Les tumeurs pulmonaires malignes chez le rat ont été décrites dans de nombreux ouvrages et atlas dédiés aux pathologies développées chez le rongeur et le rat de souche Fischer en particulier [81, 84]. Les tumeurs pulmonaires spontanées chez le rat étant rares, les observations sont faites sur des modèles de tumeurs radio- ou chimio-induites.
Les AC sont les plus fréquents chez le rat. Après inhalation de PuO2, ils représentent plus de 60 % des tumeurs développées [63]. Après exposition au radon, ces carcinomes semblent se développer indépendamment de la dose et du débit de dose délivrés au poumon. En effet, une augmentation significative de leur incidence a été observée aussi bien après une exposition au radon de 42 WLM (0,2 Gy) à très faible débit de dose (18 WL sur 6 mois) [85] qu’après une exposition à une gamme de doses de 200 à 3200 WLM (1 à 16 Gy) à fort débit de dose (250 à 2000 WL) [61].
Les Sq développés chez le rat peuvent être plus ou moins différenciés et kératinisés, comme chez l’homme. Les Sq radio-induits diffèrent des Sq induits par d’autres carcinogènes de par leur plus grande fréquence et leur développement plus rapide. Ils représentent jusqu’à 20 % des tumeurs radio-induites par le PuO2 [63]. Après exposition au radon, l’incidence des Sq semble plus importante aux fortes doses et aux forts débits de dose [61, 85], mais rien ne permet, à l’heure actuelle, d’expliquer cette tendance.
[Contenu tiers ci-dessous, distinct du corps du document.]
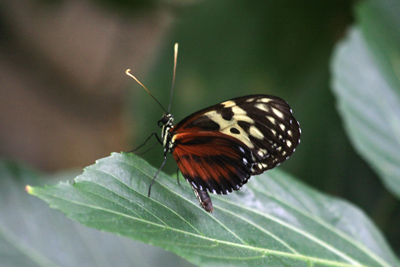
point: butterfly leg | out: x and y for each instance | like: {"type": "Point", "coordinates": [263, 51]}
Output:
{"type": "Point", "coordinates": [148, 138]}
{"type": "Point", "coordinates": [155, 176]}
{"type": "Point", "coordinates": [204, 199]}
{"type": "Point", "coordinates": [177, 177]}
Les ASq de rat sont histologiquement proches des ASq humains. Ce sont des tumeurs mixtes associant des composantes cellulaires AC et Sq en proportions variables. Chez le rat, l’ASq est rarement observé après inhalation de particules non radioactives. Par contre, après exposition au PuO2, les ASq représentent 13 % des tumeurs pulmonaires développées [63].
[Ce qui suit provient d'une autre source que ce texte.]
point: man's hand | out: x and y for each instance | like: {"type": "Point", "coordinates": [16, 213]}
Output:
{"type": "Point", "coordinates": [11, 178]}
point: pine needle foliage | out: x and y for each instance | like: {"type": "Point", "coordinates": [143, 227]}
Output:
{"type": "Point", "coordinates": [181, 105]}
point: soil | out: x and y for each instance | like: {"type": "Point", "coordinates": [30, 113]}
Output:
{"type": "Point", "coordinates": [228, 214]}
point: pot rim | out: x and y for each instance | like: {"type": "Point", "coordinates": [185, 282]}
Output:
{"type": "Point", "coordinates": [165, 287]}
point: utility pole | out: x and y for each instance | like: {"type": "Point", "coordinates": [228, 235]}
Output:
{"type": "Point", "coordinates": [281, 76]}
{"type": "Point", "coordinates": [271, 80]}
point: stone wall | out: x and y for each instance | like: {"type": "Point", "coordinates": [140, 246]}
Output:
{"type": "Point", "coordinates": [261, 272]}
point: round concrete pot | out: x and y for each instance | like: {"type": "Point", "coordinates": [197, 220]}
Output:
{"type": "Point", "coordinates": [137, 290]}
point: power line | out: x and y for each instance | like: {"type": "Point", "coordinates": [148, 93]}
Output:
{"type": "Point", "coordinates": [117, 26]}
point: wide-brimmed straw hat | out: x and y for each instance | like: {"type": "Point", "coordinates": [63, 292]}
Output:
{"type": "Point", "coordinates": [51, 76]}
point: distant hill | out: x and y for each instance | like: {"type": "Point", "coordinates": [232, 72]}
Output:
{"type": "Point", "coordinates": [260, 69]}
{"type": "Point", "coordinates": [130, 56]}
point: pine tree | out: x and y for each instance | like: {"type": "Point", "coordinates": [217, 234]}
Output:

Les tumeurs pulmonaires radio-induites chez le rat sont donc histologiquement équivalentes à celles développées chez l’homme avec l’avantage non négligeable d’inclure de nombreux ASq, difficiles à étudier chez l’homme de par leur faible incidence. Ces paramètres font de ce modèle un outil de choix pour approfondir nos connaissances sur la carcinogenèse pulmonaire radio-induite.